On July 25, approximately 800 US Marines of the 1st Battalion, 5th Marine Regiment were assembled at the Camp San Mateo section of Marine Corps Base Camp Pendleton in San Diego County, California, for a special recognition ceremony highlighting 15 of their peers.
While the select group of Marines may have thought they were about to receive an award or honor, 5th Regiment Sgt. Major Matthew A. Dorsey quickly dismissed those thoughts when he pointed at the service members and said, “NCIS, arrest these Marines,” according to the San Diego Union-Tribune.
This mass arrest, reported by Sputnik back in July, came three weeks after Lance Corporals David Javier Salazar-Quintero and Byron Darnell Law II were arrested on accusations of illegally transporting immigrants across the US-Mexico border “for financial gain.”
“We are aware of the charges facing Lance Cpl. Law and Lance Cpl. Salazar-Quintero, and we continue to cooperate fully with the investigative efforts into this matter,” Marine spokesman 1st Lt. Cameron Edinburgh told the Marine Corps Times after the July 3 arrest of the pair.

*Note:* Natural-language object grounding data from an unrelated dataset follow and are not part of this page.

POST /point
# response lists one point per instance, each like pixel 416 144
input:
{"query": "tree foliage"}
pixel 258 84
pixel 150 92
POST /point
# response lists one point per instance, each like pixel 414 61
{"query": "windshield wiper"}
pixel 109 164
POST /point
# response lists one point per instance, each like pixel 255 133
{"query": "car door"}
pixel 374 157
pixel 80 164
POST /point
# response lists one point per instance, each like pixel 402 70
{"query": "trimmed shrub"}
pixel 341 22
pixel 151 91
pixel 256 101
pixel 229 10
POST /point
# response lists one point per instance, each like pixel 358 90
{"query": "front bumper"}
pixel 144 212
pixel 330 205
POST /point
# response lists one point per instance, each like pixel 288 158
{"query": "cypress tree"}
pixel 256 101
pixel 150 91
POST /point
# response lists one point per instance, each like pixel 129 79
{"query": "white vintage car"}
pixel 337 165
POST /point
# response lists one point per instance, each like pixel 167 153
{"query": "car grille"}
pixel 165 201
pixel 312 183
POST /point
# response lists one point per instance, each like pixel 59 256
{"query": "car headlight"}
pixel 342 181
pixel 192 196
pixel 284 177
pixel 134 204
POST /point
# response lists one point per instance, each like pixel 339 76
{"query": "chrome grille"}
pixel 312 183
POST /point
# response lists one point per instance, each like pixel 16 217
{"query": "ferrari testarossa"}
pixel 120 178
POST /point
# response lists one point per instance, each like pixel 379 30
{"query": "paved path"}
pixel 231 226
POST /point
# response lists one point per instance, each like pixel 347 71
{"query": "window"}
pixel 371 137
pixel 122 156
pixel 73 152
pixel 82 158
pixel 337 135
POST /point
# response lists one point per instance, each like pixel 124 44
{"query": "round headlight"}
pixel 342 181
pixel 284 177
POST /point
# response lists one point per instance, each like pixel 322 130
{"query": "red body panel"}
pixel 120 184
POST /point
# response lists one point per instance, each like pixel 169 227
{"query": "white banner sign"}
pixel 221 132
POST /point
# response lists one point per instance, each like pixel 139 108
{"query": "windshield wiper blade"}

That cooperation ultimately led to the arrest conducted by some 40 NCIS agents and recorded by the USMC, according to a statement from the Marine Corps.
“It was an eye-opening thing for the rest of the battalion,” Edinburgh told the OC Register on July 25. “It had a shock and awe factor. The command wanted to send a message to make clear this type of behavior is not tolerated.”
While 13 Marines were charged with conspiracy and human smuggling, and another eight troops were questioned - but not charged - in relation to suspected drug activity, lawyers representing the accused have argued that the public arrest was not only illegal, but also tainted the jury pool.
“The government’s actions in this battalion formation arrest and their post-arrest comments to the battalion are wholly unacceptable and inappropriate,” attorney Bethany Payton-O’Brien said in a defense motion filed on Friday, reported the Union-Tribune. She went on to express that the spectacle and recording of the scene amounted to “unlawful command influence” on the case and cited Edinburgh’s previous comments as proof of the USMC’s actions being an illegal pretrial punishment.
Jeremiah Sullivan, another lawyer representing an accused Marine, told the Union-Tribune that the situation is “puzzling, but not surprising.”
Edinburgh clarified to the outlet that the decision to record the arrest did not come from the 1st Battalion, 5th Marine Regiment, but instead from the 1st Marine Division’s communication strategy office.
“It was something we felt should be done for proper visibility,” he said.
The accused Marines have remained in the Camp Pendleton brig until their pretrial dates, which have yet to be made public.